Со вторым хронологическим пластом росписи следует связать «Праздники» в центральном нефе, эсхатологические композиции в дьяконнике и нартексе, «Чудеса» и сцены Богородичного цикла в западном нефе. Фрески были выполнены в период, когда митрополичью кафедру Мистры занимал Никифор Мосхофул (с 1289 по 1315 гг.), о деяниях которого сообщают сразу несколько надписей, вырезанных в Митрополии. Самая пространная из них, на фасаде церкви, сообщает о том, что в 1291 г. Мосхофул при помощи своего брата Аарона завершил постройку храма (что подразумевает пристройку нартекса с западной стороны и завершение росписи). Еще две надписи: снаружи, на архитраве западного входа, и в интерьере, на первой от входа колонне, - также отмечают вклад митрополита в развитие церкви.1 Входивший в число наиболее эрудированных людей своего времени, собравший значительную коллекцию древних книг и манускриптов митрополит поддерживал тесные связи со столичными интеллектуальными кругами. Его другом и адресатом был знаменитый византийский поэт Максим Плануд; историк Пахимер описывал его как уважаемого и благородного человека.

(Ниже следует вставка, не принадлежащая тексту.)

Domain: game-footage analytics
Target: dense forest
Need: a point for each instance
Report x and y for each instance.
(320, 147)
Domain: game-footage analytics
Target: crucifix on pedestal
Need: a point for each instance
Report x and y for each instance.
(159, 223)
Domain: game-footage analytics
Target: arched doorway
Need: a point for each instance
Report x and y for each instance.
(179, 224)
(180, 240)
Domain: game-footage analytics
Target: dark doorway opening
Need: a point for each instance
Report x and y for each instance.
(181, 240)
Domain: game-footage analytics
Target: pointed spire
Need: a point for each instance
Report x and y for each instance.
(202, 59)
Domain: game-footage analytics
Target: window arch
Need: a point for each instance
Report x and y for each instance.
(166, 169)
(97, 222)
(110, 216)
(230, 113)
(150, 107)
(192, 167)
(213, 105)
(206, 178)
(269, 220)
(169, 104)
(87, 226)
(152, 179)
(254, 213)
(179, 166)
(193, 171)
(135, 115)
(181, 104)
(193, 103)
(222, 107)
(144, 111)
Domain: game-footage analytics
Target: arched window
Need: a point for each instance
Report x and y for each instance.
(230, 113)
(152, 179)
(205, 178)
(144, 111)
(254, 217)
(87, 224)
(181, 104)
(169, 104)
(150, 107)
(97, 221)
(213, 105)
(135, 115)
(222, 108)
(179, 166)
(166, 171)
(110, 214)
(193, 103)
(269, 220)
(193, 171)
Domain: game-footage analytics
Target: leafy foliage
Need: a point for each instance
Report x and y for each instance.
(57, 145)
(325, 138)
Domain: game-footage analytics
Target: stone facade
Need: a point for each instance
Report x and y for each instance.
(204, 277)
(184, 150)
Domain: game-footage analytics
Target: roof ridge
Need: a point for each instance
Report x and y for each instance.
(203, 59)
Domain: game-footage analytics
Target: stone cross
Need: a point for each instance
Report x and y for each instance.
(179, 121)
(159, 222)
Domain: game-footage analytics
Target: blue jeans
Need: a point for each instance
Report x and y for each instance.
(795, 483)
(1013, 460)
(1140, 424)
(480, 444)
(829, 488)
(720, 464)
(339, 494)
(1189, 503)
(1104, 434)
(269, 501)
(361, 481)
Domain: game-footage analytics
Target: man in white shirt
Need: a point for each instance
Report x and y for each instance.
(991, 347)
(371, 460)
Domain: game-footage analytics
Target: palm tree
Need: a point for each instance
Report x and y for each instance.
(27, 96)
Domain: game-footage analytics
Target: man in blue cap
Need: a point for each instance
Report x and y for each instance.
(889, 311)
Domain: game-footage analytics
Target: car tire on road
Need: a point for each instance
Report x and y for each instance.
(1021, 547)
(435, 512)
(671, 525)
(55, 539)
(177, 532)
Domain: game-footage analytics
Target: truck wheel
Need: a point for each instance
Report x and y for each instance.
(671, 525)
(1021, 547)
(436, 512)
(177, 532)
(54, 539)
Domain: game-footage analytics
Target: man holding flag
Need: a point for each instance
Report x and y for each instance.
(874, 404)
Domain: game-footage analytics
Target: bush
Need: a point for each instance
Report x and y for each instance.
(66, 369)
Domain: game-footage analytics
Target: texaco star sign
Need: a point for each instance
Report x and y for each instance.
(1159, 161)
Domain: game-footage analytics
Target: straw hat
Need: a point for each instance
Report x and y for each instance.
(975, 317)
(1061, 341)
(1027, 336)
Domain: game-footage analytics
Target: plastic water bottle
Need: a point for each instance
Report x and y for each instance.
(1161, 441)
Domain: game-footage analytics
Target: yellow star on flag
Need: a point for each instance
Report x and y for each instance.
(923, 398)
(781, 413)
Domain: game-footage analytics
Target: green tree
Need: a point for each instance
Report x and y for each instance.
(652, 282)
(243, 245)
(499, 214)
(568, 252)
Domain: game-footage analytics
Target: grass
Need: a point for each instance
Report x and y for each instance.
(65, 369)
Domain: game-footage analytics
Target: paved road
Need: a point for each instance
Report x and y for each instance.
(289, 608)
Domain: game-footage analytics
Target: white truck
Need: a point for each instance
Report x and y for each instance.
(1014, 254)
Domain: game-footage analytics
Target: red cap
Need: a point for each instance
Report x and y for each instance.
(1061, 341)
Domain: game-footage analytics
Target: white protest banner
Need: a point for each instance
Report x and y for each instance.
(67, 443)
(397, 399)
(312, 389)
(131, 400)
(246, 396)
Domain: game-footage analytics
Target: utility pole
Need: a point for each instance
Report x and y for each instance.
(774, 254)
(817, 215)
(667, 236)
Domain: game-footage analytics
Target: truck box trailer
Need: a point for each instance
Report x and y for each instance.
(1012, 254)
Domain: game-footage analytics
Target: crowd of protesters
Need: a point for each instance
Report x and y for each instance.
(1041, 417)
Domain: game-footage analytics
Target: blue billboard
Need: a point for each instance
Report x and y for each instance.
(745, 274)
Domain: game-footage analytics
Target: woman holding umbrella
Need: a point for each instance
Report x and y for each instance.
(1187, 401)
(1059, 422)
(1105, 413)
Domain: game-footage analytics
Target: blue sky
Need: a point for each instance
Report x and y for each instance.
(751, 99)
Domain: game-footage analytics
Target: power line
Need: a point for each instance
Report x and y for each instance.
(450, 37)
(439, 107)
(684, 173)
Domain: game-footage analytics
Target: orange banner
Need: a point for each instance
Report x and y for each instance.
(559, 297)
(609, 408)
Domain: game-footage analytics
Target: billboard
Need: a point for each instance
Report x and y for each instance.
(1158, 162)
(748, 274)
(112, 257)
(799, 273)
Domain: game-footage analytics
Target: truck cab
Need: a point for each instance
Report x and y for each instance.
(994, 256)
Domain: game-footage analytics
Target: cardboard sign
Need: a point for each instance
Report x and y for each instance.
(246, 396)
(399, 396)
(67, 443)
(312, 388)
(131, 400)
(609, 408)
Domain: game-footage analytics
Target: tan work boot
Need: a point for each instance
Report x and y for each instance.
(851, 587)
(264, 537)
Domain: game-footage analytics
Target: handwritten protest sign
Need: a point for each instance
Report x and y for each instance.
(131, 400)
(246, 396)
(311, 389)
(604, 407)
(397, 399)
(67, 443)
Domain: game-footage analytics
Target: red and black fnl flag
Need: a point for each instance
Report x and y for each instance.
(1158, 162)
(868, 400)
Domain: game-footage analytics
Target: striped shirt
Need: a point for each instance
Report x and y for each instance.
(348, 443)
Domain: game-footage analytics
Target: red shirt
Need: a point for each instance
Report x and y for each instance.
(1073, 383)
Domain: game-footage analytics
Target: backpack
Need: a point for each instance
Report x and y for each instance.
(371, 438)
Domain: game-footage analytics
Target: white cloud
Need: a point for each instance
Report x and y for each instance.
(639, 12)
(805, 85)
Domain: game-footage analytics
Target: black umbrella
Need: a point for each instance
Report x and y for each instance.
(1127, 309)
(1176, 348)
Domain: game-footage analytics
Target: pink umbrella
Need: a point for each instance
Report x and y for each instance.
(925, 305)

В дьяконнике Митрополии представлена развернутая эсхатологическая сцена «Христос во славе» в окружении Херувимов, Серафимов, Престолов, Господств, Начал и ангелов. В своде - «Престол Уготованный» в окружении шести ангелов. На северной и южной стенах дьяконника изображено еще восемнадцать ангелов, подходящих потрое поклониться Этимасии. В отличие от «архаической» стилистики северного нефа, эти исполненные благородного изящества ангелы - плод уже совершенно иного эстетического мироощущения. Написавший их живописец был не только знаком с рафинированными вкусами столичных мастерских, но также сумел виртуозно их интерпретировать. Простирающие к Этимасии руки написаны в движении, что подчеркивает момент передачи тяжести тела с одной ноги на другую, который выражен как за счет частично оторванной от пола задней стопы, так и переведенного на переднюю ногу корпуса (см. примеры в Кахрие Джами). Перекинутые через руку подолы одеяний, с заостренными складками на концах, предвосхищают пространство для нового шага. Ангелы представлены сообразно с традиционной для Византии «обратной» перспективой. Первые ряды изображены в профиль, тогда как последующие постепенно разворачиваются живописцем до полного фаса. Это не только зрительно укрупняет верхние фигуры, но также приводит ангельское шествие к церемониальному ритму. Полукруглой шапкой уложенные волосы, прикрывающие длинными кудрями шею, тонкий изящный нос и прописанная тень под нижней губой указывают на типичную для Константинополя личную моделировку. Эсхатологическая тематика дьяконника находит развитие в нартексе храма, в сюжетах Страшного суда, где в стилистических приемах (также фигуры ангелов) очевидна близость «Поклонению Этимасии».